In January this year I've spent a week in Capetown with my colleagues Pamela Boumeester, Joeri Kabalt and Robert van Noort. We’ve interviewed South African leaders who stood up in the time of legalized apartheid or played an imported role in the reconciliation process. The interviews are a preliminary research for a new leadership program on ethics, integrity and reconciliation. We design this program in cooperation with Fanie du Toit, director of the South African Institute of Justice and Reconciliation. We want it to become a journey, framed with stories, practices and meetings for both African and European leaders
on focus points in society and organizations.
During that week I’ve gained a few profound insights about leadership. I’ve learned that leadership is about having an impact in your system, by taking a serious risk. There’s something at stake: your reputation, your money or even your life. All the people that we’ve interviewed, did have - or should I say: did live - certain values that they stood up for. The reverend of one of Capetown’s many township churches is a good example. He was pretty clear that his goal is to pretect the dignitiy of a human being, whenever that is at stake. It didn’t even feel so much as a choice for him. He said: I can’t keep my mouth, whenever the dignity of a person is at stake.
How can you as a leader stand up for what’s important to you? I’ve learned these major lessons:
- Stay rooted in your community and stand up: All the leaders that we’ve interviewed, were leading in their own community. Many of them stated that they wouldn’t be able to have impact in other communities, than their own. One of them pointed it this way: I grew up in the community that I lead now. I speak their language and understand their culture. I know their dancing and crying from deep inside. I understand their messages and their hope. You can only have impact on the community that you’re rooted in.
- Get out and become aware of your story: Both in the American leadership books that I’m reading at the moment, and during the interviews in South Africa, I've experienced the power of stories. Personal stories are universal. One of the artists that we’ve interviewed, told about her journey to a place outside the country. When she was abroad, she found the space to look at her own story and reflect on it. You need connection to have impact. But you need to have distance to reflect on your own story, and how that’s framed in the bigger picture. When was the last time that you’ve created some distance? When was the last time that you told a personal story as a leader? Get out, get confronted with you own story.

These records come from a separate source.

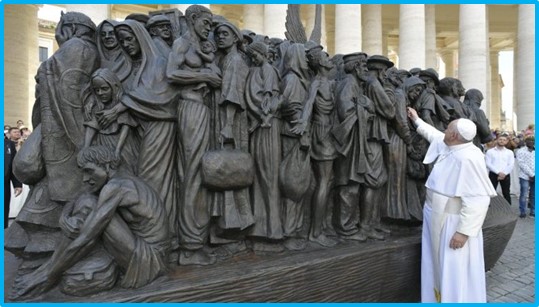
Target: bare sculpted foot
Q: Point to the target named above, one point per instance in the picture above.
(29, 285)
(199, 257)
(323, 240)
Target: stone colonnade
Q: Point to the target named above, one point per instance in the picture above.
(356, 27)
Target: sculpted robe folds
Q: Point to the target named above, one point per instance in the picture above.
(61, 79)
(458, 197)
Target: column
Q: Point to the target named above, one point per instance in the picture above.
(96, 12)
(473, 49)
(274, 20)
(20, 62)
(412, 36)
(430, 37)
(180, 7)
(525, 58)
(347, 28)
(385, 47)
(253, 17)
(311, 18)
(495, 92)
(371, 18)
(448, 56)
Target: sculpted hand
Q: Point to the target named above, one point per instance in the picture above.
(71, 226)
(106, 117)
(226, 134)
(458, 240)
(88, 111)
(214, 80)
(412, 113)
(299, 127)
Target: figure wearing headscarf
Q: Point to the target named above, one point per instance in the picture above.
(152, 102)
(262, 97)
(439, 117)
(107, 91)
(110, 52)
(354, 112)
(378, 137)
(472, 100)
(230, 128)
(294, 89)
(160, 30)
(394, 205)
(185, 68)
(319, 117)
(416, 171)
(61, 98)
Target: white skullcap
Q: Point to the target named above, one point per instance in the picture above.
(466, 129)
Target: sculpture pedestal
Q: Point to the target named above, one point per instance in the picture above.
(375, 271)
(383, 271)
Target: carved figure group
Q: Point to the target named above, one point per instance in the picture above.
(171, 151)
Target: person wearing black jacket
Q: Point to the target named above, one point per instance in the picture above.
(9, 154)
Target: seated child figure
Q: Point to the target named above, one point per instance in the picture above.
(106, 92)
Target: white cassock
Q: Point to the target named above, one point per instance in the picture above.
(458, 196)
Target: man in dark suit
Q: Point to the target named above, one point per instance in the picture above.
(9, 154)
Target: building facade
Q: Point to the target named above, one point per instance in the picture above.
(462, 41)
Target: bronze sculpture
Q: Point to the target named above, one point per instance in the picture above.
(331, 153)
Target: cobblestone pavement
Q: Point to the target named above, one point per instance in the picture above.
(512, 279)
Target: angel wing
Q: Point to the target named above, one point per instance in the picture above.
(294, 28)
(316, 35)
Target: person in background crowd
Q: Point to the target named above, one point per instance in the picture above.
(14, 135)
(9, 178)
(458, 197)
(526, 164)
(500, 162)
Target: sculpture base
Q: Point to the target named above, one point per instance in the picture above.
(374, 271)
(381, 271)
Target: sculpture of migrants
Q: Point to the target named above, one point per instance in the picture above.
(177, 158)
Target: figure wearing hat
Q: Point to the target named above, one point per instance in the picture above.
(432, 108)
(383, 98)
(458, 197)
(72, 64)
(58, 115)
(262, 97)
(160, 30)
(526, 164)
(350, 132)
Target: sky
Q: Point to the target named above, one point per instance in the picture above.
(52, 13)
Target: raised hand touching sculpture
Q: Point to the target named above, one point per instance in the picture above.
(472, 100)
(394, 204)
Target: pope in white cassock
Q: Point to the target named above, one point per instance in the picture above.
(458, 197)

- Count your blessings and multiply them. You can only give to other people, what has been given to you. One of the South African leaders told about what he’s received from the church that he’s working for now. As a youngster he didn’t find money to continue his education. He knocked at the door of the church. The minister opened the door. Though he didn’t know him at all, the minister payed everything for him. Since that time this leader can’t stand seeing young people knocking at the church door, begging for help. He said: I’m fortunate, because I've had the opportunity to join the best schools and universities. It reminds me to my indeptedness to those that never received it.

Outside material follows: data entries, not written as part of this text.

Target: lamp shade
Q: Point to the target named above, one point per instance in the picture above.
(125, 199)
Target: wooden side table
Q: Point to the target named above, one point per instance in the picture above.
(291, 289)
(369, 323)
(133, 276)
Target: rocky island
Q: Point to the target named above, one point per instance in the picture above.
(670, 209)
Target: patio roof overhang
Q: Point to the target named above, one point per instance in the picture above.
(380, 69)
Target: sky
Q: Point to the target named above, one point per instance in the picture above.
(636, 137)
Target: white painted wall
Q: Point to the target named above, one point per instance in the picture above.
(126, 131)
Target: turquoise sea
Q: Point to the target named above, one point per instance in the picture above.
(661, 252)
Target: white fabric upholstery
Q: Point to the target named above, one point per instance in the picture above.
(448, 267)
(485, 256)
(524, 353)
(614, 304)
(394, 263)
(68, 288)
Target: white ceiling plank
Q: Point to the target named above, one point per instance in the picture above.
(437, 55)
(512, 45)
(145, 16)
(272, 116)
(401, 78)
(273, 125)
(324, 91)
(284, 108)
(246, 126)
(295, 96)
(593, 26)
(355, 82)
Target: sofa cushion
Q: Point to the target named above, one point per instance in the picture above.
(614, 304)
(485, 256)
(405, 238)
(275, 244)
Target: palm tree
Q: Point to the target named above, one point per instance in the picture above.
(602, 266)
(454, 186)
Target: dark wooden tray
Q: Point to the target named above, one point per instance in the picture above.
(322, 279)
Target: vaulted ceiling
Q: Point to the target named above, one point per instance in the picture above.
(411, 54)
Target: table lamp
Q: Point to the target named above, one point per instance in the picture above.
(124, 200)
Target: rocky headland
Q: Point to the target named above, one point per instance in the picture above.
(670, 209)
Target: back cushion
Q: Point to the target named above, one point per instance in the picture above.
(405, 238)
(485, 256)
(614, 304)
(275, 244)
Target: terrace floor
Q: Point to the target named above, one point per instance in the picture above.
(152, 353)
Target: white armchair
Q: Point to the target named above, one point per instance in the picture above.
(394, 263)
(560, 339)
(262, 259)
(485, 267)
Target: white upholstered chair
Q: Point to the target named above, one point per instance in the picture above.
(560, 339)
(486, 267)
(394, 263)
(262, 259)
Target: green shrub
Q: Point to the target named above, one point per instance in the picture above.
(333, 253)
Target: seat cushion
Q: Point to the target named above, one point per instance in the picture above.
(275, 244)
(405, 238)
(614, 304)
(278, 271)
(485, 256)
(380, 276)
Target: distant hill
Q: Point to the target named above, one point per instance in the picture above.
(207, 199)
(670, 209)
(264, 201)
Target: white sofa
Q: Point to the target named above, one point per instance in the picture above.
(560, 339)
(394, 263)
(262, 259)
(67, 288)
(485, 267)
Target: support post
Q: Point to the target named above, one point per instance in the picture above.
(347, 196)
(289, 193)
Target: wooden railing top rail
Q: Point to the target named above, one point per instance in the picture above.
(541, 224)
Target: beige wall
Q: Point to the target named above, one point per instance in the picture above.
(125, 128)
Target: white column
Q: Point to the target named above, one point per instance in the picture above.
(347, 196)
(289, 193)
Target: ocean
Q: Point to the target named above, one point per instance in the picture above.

- Read the messages and respond to them. Many of the people that we’ve talked to, were able to recognize ‘messages of hope and excitement’ in their environment. Even when the situation was very difficult. Someone said: I saw messages of hope and excitement: wonderful things that could happen in an environment with many difficulties and challenges. This leader was actually confronted with these messages. He said: It was like I started reading a book. I couldn’t stop reading. It was impossible not to take action and respond to these messages of hope. For me, my community was an open book.
Can you as a leader go wrong by standing up for you values, when something is at stake? You certainly can. The question in reverse is what do you loose when you don’t stand up: your values, your identity? I’m starting to believe that these are far more valuable than anything else.
Question: Which examples do you have of leaders who put something at stake?